業務委託契約の請求書作成方法|記載すべき項目と注意点
業務委託で仕事を請け負った際、「どんな内容を請求書に書けばよいのか」「源泉徴収はどう扱うのか」と迷う方は少なくありません。
請求書は単なる支払依頼書ではなく、契約内容や税務処理にも関わる重要な書類です。
この記事では、業務委託契約で使用する請求書の基本的な書き方と記載項目、源泉徴収の考え方、作成時の注意点を実務目線でわかりやすく解説します。
目次
業務委託契約における請求書の役割
業務委託契約における請求書は、報酬の支払いを依頼するための正式な書類です。
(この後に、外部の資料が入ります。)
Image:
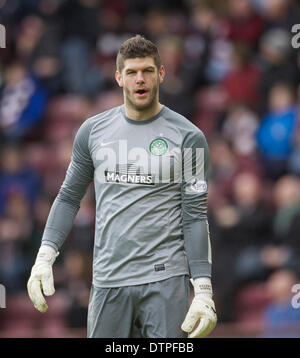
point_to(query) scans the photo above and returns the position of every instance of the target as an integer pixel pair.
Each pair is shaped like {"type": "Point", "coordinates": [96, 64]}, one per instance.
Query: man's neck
{"type": "Point", "coordinates": [144, 114]}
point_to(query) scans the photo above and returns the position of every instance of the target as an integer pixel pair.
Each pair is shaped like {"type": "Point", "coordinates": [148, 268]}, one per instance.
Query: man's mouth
{"type": "Point", "coordinates": [141, 92]}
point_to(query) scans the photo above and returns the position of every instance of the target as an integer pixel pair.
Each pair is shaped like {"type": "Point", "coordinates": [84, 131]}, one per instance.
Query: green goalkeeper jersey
{"type": "Point", "coordinates": [150, 178]}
契約で定めた業務や成果物に対し、支払期日や金額を明示することで、支払側と受託側の認識を一致させる役割を果たします。
- 報酬請求の根拠を明確にする
- 支払内容を記録に残す(支払期日・金額・業務期間など)
- 税務・経費処理に必要な証拠書類となる
請求書に記載すべき主な項目
業務委託契約の請求書には、支払い処理や税務上必要な情報を正確に記載することが求められます。以下では、基本的な必須項目と、インボイス制度に対応するための追加項目を整理して紹介します。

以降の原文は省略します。